Decía mi abuelo Berto que el escritor es como un camaleón: debe camuflarse de cualquiera sin dejar de ser el mismo. Yo me atreví un día a señalarle que eso estaba más cerca de la copia que de la originalidad y él me contestó frunciendo el ceño: “No me has entendido. Si has leído mucho a un autor y sus aledaños no necesitas recordar sus escritos cuando tomas la pluma –el utilizó siempre la pluma para escribir-, sino que debes ponerte en su lugar, saquear su alma, adueñarte de su espíritu, y la escritura fluirá conforme a tus deseos como el agua del río se adapta a su terrenal contorno”. Mi abuelo era muy ampuloso cuando hablaba y gustaba de las metáforas. El día que se lo hice notar me dijo: “la metáfora es la reina de la república de las letras, que además tiene su rey y su príncipe”. Con tono irónico le dije que para ser republicano a machamartillo hablaba con un lenguaje inadecuado y me contestó: “Es otra metáfora cuyo rey es el divino William y su príncipe nuestro gran Federico”. El lector no debiera necesitar más aclaración, aunque yo siempre le entendía a medias y él lo sabía: eran restos de su educación religiosa que dio como resultado su ateísmo panteísta y su anticlericalismo. Mi abuelo es autor de este diálogo, fruto de un supuesto encuentro entre Shakespeare y Cervantes: 

S – Venid a mis brazos, querido Miguel.

C – Aquí os reciben, gran William, como han recibido vuestras comedias: con agrado y con deseos de leer vuestras últimas obras y conocer también vuestras andanzas en tierras tan septentrionales.

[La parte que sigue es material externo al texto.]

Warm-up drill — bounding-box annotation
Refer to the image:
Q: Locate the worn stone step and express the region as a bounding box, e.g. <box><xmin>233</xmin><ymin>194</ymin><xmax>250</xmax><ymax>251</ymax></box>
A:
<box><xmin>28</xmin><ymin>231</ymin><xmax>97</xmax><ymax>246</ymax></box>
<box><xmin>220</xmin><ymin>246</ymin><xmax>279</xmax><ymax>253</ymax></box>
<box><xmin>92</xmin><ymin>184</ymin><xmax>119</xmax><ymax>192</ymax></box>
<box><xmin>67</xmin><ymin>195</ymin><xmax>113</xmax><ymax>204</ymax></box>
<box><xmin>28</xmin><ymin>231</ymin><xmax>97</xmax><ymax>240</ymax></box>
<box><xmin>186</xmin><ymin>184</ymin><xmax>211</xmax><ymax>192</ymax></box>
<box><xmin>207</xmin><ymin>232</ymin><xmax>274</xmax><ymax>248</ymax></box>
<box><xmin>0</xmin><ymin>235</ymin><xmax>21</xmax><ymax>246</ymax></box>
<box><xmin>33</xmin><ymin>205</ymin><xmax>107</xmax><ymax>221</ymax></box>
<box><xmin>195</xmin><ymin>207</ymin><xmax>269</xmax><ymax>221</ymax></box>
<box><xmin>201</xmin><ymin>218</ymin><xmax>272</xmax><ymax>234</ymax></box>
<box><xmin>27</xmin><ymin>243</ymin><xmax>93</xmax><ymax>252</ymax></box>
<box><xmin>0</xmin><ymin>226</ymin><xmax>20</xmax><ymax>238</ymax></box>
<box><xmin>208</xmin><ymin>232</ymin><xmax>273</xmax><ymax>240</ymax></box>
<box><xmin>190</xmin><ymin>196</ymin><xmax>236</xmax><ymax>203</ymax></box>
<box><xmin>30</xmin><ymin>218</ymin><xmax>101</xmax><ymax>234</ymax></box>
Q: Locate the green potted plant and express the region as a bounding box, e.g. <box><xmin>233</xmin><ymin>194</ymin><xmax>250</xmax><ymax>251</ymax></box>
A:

S – Leí también la  Segunda parte de vuestro Quijote, estimado Miguel.

C – Yo he disfrutado de vuestro Otelo, Rey Lear, Pericles, las últimas de las que he tenido noticia. Pero sentaos y bebamos.

S – Bebamos primero, Miguel, que la alegría del encuentro no necesita más acomodo.

C – Tenéis razón, pero mis piernas, al igual que mi brazo, se fatigan más de lo que yo quisiera. Sabed, estimado William, que tengo ya un pie en el estribo y siento próximo el día de la cita con el Creador.

S – Yo también siento próximo mi final y ya sin magias para encantamientos que trasladar al teatro. Por eso os pido un juicio sobre mi obra: el vuestro será la única sentencia que admita hasta el día del silencio eterno.

C – Vos utilizáis la pluma como un cincel para esculpir en versos las pasiones que guían nuestros actos.

S – Y vuestra prosa es la paleta del pintor que refleja las grandezas y miserias de nuestra existencia: ¿Quizá fuera mejor dejar el juicio sobre nuestras obras a esos críticos que sellan el futuro por carecer del don de la fantasía?

C – Sea la fantasía nuestro mejor epitafio.

S – Dejemos nuestro destino a su suerte y hablemos de la farsa y del teatro, si os parece. Para mí, la vida, farsa y teatro son la misma cosa. El mundo nos pone un traje y nos fuerza a representar un papel que no hemos elegido, donde los locos son los cuerdos y los cuerdos son locos sin imaginación: un cuento contado por un loco lleno de ruido y furia.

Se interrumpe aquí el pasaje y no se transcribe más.